Monday, Apr. 01, 1985
"Iron Fist:" CBS Newsmen Are Victims
The Israeli retaliatory campaign against Shi'ite guerrillas in southern Lebanon, known as the "iron fist" policy, came painfully close to America's TV screens last week. As Israeli forces stepped up their attacks on Shi'ite villages, two members of a CBS News camera crew were killed and a third was seriously injured by a shell from an Israeli tank. The three men, all Lebanese citizens, had been photographing a burned-out car outside the village of Kfar Melki that was under attack by an Israeli raiding party. CBS sent off a protest to Israel's Prime Minister, Shimon Peres, for what the network said had been described by eyewitnesses as "an unprovoked and | deliberate attack by Israeli forces."
That statement reflected the view of French Journalist Marine Jacquemin, who had been standing near the CBS crew. She said that the Israeli tank crew "saw me, and I have long blond hair; I couldn't have been Lebanese." She continued: "They saw we were journalists. We were filming and interviewing, and they shot at us deliberately." Peres expressed his condolences but said the CBS crew had taken positions "in the midst of a group of armed men who were engaged in active hostility" against Israeli troops. He rejected any suggestion that the incident "was anything but a derivative of the tragic situation in Lebanon."

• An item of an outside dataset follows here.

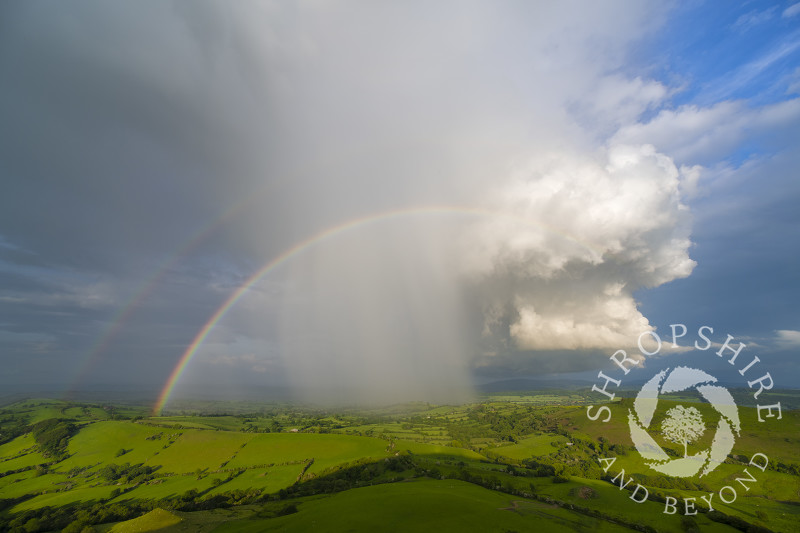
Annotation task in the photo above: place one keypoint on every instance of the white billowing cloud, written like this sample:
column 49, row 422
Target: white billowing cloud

The killing of the newsmen came as the Israelis were performing two complicated maneuvers: withdrawing from southern Lebanon and at the same time staging raids back into areas previously evacuated. In the course of the week they reported killing 21 guerrillas while losing two of their own men. The situation, in the words of Israel's northern commander, Major General Ori Orr, had reached a state of "all-out war," with an average of 70 Shi'ite attacks a week against the Israeli forces. As Israeli anger grew last week, there were repeated calls from Cabinet ministers for an accelerated withdrawal.
Fighting also broke out between Christian militiamen and the Lebanese Army near the port city of Sidon. By midweek, hundreds of Muslim residents of predominantly Christian villages had fled to Sidon. In the Beirut area, Islamic fundamentalists kidnaped a French diplomat, and two other employees of the French embassy were presumed to have been abducted, bringing to six the number of Westerners who have disappeared in the capital in the past two weeks. A telephone caller to Western news agencies in Beirut claimed that the radical group Islamic Holy War was holding the three.
On the Christian side, the standoff continued between President Amin Gemayel, who is a Maronite Christian, and the Christian officers who have seized control of the combined militias long dominated by the Gemayel family. From the beginning of the revolt two weeks ago, the rebels' anger is believed to have been directed at Gemayel for transferring his loyalty from Israel to Syria. The rebels insisted last week that they thought Gemayel was too autocratic in presuming to be both leader of the Christian community and President of Lebanon. They proposed the creation of a special council that would serve as a parliament for Lebanon's 1 million or more Christians. $
The Syrians, who are pledged to support Gemayel and his government, have reinforced some of their military positions around the area controlled by the Christian insurgents. They are not eager for a battle, partly because they realize that a Syrian rescue of Gemayel could easily bring about his downfall. For the moment they are content to use pressure rather than force against the rebels in the hope that the threat to Gemayel's rule will recede.